Broadcast Minds Brilliance

The guys at NewTek hosted a panel discussion called Broadcast Minds to promote their TriCaster line here at NAB. Among the panelists were TWiT founder Leo Leporte and Adam Carolla, and while talking about TriCaster's impact on changing media from broadcast to streaming, they each had some golden moments.

The idea that people from the "three letter networks" as one crowd member put it had a lot of sway over the creative process, Corolla scored the first gem when he riffed off that to say:

"The death of creativity is 15 people weighing in."

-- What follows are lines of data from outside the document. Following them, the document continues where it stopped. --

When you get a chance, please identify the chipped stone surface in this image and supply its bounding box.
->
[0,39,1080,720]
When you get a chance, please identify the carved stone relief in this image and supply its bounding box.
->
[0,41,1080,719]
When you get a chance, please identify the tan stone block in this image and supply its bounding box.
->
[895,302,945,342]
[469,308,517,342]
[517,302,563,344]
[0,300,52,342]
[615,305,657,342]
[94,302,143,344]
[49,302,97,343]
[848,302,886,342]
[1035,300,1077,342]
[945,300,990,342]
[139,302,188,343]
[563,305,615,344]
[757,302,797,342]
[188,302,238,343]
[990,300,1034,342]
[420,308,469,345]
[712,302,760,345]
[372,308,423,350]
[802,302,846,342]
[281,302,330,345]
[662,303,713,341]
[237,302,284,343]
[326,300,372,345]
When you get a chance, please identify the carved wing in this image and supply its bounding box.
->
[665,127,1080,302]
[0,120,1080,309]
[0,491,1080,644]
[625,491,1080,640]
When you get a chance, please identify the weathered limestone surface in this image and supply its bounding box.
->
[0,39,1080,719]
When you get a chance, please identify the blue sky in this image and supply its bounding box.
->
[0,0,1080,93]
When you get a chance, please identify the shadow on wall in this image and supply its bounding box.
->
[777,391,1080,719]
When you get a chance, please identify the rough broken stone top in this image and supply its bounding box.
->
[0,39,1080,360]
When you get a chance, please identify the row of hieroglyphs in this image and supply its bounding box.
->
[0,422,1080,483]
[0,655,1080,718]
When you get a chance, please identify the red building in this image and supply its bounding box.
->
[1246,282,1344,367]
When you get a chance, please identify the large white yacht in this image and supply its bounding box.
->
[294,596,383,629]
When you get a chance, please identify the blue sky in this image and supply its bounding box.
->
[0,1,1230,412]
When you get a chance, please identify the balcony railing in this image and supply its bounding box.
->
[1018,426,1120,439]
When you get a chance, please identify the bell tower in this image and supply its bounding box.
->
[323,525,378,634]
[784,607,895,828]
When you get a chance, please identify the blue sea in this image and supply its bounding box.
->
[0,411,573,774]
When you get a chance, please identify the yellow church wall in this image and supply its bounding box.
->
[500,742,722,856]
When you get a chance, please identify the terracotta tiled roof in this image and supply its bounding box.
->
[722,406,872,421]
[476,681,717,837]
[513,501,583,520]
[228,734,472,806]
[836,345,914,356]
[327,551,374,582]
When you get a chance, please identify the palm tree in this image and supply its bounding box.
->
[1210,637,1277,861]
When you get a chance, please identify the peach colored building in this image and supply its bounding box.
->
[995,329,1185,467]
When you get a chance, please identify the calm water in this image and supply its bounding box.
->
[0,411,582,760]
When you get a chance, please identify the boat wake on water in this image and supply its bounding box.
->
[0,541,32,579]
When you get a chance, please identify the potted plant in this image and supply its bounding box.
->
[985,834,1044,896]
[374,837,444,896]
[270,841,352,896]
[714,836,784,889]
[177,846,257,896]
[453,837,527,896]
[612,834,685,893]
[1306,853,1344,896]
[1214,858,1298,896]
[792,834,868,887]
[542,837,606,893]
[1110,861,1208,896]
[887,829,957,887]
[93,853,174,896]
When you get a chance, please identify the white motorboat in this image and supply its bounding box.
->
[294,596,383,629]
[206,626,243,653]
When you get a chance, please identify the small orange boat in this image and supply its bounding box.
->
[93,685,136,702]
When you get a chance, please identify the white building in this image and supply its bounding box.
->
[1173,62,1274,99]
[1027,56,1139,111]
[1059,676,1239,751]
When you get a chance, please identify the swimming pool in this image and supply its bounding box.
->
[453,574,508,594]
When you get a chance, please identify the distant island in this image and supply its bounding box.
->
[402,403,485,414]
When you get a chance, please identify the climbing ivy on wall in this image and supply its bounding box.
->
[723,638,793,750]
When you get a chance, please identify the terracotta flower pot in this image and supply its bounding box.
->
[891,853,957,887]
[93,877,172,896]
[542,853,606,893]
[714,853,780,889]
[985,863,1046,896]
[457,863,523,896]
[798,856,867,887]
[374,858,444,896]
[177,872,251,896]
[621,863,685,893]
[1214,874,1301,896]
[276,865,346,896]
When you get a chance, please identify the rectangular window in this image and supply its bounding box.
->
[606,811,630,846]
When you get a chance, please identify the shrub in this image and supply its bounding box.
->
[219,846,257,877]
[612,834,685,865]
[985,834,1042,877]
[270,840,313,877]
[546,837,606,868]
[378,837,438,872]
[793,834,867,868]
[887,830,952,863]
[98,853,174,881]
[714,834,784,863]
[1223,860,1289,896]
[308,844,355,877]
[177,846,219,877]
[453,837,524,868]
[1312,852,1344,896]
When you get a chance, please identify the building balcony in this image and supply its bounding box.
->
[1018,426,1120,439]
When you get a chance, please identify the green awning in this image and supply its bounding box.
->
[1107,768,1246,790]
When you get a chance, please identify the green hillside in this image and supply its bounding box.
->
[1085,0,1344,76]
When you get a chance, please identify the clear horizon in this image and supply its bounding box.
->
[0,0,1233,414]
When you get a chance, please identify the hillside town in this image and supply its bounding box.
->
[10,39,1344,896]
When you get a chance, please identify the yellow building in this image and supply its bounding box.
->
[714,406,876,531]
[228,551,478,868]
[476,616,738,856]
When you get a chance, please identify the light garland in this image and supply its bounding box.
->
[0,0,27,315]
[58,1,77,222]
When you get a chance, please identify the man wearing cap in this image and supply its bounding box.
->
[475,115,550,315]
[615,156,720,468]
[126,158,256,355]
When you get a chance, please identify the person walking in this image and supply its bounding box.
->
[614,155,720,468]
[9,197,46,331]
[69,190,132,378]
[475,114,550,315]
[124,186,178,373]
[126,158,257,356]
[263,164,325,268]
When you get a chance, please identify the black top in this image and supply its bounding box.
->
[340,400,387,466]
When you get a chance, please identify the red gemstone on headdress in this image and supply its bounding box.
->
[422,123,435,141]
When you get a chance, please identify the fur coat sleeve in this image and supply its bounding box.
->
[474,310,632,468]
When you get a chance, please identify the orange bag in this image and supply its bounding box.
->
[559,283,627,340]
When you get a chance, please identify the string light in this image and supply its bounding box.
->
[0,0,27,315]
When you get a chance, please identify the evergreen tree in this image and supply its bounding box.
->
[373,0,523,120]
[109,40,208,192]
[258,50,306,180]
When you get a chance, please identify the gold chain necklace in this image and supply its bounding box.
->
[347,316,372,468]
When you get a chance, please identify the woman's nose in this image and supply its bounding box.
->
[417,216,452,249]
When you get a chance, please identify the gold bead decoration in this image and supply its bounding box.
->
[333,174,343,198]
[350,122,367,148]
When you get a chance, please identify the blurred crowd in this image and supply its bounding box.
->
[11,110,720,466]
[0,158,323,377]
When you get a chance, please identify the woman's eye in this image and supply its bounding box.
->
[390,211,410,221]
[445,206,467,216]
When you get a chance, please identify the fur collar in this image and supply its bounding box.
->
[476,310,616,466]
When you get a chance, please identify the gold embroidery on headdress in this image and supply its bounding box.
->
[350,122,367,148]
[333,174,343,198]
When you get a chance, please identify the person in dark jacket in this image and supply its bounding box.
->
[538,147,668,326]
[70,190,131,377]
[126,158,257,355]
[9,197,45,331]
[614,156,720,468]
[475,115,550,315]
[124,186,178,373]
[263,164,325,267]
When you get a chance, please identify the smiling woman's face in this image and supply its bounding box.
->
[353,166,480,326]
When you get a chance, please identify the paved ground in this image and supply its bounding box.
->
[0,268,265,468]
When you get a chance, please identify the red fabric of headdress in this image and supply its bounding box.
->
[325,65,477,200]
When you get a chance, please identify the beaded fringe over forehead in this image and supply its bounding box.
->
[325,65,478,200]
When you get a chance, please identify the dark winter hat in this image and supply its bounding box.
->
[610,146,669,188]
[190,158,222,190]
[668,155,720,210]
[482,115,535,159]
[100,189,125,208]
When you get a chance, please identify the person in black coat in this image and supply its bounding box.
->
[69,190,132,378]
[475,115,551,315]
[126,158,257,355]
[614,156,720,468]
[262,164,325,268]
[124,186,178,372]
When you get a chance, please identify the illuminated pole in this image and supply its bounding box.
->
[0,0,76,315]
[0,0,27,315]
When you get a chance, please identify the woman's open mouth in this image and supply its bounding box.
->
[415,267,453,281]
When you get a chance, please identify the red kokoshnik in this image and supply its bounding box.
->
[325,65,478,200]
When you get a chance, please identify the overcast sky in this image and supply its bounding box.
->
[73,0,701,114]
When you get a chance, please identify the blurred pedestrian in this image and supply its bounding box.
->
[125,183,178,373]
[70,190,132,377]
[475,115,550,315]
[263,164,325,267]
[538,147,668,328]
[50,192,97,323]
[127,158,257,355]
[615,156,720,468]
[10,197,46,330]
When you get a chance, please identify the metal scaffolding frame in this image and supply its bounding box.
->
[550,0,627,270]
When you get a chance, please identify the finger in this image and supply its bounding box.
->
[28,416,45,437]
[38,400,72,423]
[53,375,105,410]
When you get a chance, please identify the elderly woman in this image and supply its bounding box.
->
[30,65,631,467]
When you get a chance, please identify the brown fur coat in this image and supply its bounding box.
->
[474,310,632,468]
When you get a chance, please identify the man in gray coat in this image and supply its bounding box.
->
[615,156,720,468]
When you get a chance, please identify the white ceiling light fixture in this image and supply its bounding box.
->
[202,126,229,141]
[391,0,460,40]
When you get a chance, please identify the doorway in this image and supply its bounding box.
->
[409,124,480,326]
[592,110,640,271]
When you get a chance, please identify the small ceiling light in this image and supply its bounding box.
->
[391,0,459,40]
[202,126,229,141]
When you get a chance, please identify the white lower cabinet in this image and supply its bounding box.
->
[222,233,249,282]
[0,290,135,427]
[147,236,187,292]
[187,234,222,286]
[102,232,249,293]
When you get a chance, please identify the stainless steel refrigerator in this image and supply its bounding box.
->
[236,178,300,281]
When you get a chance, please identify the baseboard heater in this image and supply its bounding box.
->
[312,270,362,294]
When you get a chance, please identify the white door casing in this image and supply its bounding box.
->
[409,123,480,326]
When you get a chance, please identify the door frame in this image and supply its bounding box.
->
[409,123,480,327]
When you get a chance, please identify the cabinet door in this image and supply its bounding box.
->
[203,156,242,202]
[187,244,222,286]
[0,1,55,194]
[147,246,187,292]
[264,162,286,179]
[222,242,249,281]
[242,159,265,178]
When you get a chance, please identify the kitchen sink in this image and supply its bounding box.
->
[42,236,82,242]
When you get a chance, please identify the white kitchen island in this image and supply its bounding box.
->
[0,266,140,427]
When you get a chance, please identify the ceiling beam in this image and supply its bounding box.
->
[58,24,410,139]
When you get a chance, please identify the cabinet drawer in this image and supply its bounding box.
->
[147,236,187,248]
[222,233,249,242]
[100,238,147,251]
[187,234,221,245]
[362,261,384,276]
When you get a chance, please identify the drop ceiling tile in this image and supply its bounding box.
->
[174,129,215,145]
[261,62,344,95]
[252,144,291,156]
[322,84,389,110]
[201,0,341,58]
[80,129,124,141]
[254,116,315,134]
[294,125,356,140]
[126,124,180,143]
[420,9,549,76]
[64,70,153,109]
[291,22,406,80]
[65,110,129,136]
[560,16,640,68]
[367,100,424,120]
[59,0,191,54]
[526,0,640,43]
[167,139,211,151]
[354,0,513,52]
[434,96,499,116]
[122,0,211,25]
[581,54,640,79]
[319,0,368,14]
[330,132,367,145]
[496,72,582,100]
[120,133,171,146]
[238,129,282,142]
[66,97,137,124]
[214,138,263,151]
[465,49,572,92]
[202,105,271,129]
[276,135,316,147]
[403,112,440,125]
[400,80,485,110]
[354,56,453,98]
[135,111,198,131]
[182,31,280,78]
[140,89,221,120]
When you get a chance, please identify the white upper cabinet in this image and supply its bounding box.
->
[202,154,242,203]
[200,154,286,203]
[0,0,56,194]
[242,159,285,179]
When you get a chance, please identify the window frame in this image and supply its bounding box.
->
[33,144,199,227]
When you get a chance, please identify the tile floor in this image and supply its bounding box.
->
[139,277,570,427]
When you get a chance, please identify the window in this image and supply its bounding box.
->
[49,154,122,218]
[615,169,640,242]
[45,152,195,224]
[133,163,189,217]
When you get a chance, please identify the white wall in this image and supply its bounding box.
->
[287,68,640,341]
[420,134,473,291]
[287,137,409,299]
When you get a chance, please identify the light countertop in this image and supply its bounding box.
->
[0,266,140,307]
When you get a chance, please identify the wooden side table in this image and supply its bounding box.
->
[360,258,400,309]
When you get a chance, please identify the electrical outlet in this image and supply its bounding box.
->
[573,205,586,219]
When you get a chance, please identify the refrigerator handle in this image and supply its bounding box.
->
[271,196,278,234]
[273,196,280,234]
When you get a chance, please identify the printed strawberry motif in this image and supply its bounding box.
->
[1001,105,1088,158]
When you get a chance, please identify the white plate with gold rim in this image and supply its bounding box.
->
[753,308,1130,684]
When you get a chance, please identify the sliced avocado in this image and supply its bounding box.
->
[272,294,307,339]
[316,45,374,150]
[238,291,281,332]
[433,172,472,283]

Leporte stressed that the key to good shows and programing - like his TWiT network of about 40 hours a week - is "speaking the idiom of your audience.". His point is that the audiences may be smaller, but they are extremely accurately counted, more engaged and in turn more receptive to advertising messages, The problem becomes getting old school Mad Men to do more than "experimental buys", in part, because they don't necessarily like making those placements. First, they don't necessarily understand the media; second, since their pay is percentage of the placement - and social media buys are cheap - they are not going to net as much off the percentage.

For all the quick one-liners - including some shots at the expense of St, John's University's mascot and fencing program - Carolla had some of fhe most serious thoughts. In discussing late night TV, he pointed out the sped up, over polished, rapid fire delivery. "You don't get to know anyone," in that time Carolla said, and he was praising the fact that the "vanguard of technology is helping slow it down." Shows like his (and I think immediately of Kevin Pollack Chat Show), allow for longer form interviews.

"New technology to get back to the oldest form of communication - telling a sorry," Carolla said. "The tech is new, the theorem is old - how many people can you gather around to hear you."

In the question and answer, one audience member from Australia spoke of how chat was an impotent part of the equation and the VP for tech with the NBA chimed in on how important they thought it was. Twitter traffic and good old CoverItLive came up in this, and it set the stage for Leporte's closer:

"We are no longer willing to be just viewers of the performance, we want to be part of the play."